Learning from Rails

February 14, 2007

I've said before that learning different programming frameworks and languages makes you a better programmer. For example, learning about Ruby on Rails will make you a better Java programmer even if you don't ever build any apps in Ruby on Rails. Here's an example of that.

In a recent post, I pointed out how Rails make querying across relationships easy with the use of :includes. This adds outer joins to the SQL query. In Hibernate, this is referred to as eager fetching.

In Hibernate 3, by default, any associated collections of an object are loaded lazily. What this means is that by default, you just get a proxy to a collection that contains no data. Upon first access of the collection, hibernate goes and gets the data from the database when you need it. Rails also work like this.

In some cases, this is a good thing, because you are fetching only the data you need from the database, which leads to better performance. There are 2 cases where this becomes a problem:

First, you don't make your first call to the collection until after the Hibernate Session is closed. This will cause the dreaded LazyInitializationException. There are two ways to handle this problem:

a. You can open a session at the very beginning of request and then close it at the very end. This is most often done with a Filter, commonly known as the OpenSessionInView pattern. Incidentally, Rails doesn't require this, it "Just Works".

b. You can eagerly load all the data that you want.

The second problem caused when using lazy loading is the dreaded N+1 Select problem. Let's say you select all the posts from your blog, and each post has a collection of comments associated to it. So now that you have all your posts, you want to print out each post and each comment for each post. You'll basically end up doing some kind of nested for loop, but each time you do a loop on the comments of a post, your lazy loaded comments collection will have to get loaded from the database in a separate query. So the SQL queries executed during your request will be:

SELECT * FROM posts
SELECT * FROM comments WHERE post_id = 1
SELECT * FROM comments WHERE post_id = 2
SELECT * FROM comments WHERE post_id = 3
...

This is where the N+1 name comes from. You execute 1 query for the main object (posts, in this case), and then N queries, where N is the number of main objects. Now imagine if each comments had a collection of some kind associated to it. Then this becomes (N*M)+1, and this starts to become a real strain on your database, not to mention making your pages slow.

So, in either case 1b or 2, you want to use SQL joins to get all the data at once.

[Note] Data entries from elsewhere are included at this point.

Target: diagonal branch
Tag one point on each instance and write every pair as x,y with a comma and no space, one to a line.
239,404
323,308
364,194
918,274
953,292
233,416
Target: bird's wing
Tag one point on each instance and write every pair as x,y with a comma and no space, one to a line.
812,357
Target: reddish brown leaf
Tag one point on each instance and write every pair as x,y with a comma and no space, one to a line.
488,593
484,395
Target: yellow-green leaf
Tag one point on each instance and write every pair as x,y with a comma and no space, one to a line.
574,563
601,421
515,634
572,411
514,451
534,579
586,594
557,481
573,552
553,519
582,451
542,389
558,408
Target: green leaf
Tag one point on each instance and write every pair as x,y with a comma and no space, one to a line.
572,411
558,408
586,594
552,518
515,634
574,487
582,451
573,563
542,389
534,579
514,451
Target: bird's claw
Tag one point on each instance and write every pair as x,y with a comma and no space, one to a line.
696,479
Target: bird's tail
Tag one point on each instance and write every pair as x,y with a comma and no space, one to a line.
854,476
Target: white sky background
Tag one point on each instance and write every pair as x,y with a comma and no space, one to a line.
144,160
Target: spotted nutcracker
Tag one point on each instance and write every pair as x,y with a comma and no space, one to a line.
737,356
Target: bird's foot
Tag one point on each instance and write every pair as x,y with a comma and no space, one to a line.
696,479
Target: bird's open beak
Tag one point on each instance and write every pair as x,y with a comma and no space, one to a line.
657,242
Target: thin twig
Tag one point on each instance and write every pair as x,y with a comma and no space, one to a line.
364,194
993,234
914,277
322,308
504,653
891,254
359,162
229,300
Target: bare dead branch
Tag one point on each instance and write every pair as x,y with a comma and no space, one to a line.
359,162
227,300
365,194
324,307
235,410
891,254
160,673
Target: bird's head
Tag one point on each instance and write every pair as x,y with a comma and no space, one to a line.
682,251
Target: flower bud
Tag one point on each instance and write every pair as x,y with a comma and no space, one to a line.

When doing this in Java, you usually have a Data Access Object (DAO), that is where your Hibernate code is. So PostDAO.get(Long id) gets the post with the given id, but all collections are loaded lazily. To have them loaded eagerly, you create another method like PostDAO.getWithComments(Long id), which, if you are using Hibernate's Criteria API, you will end up having a line of code like setFetchMode("comments", FetchMode.JOIN). This is roughly equivalent to Rails' :include option in the find method.

The difference is that the Rails find method is so simple and expressive, you could feel confident using the :include in the controller layer. In Java, to accomplish the same thing, you need to set the fetch mode on the criteria, which means you would need to have access to the Hibernate Criteria object outside of the DAO. This would be considering exposing the details of the persistence layer to the business layer, and therefore a bad design.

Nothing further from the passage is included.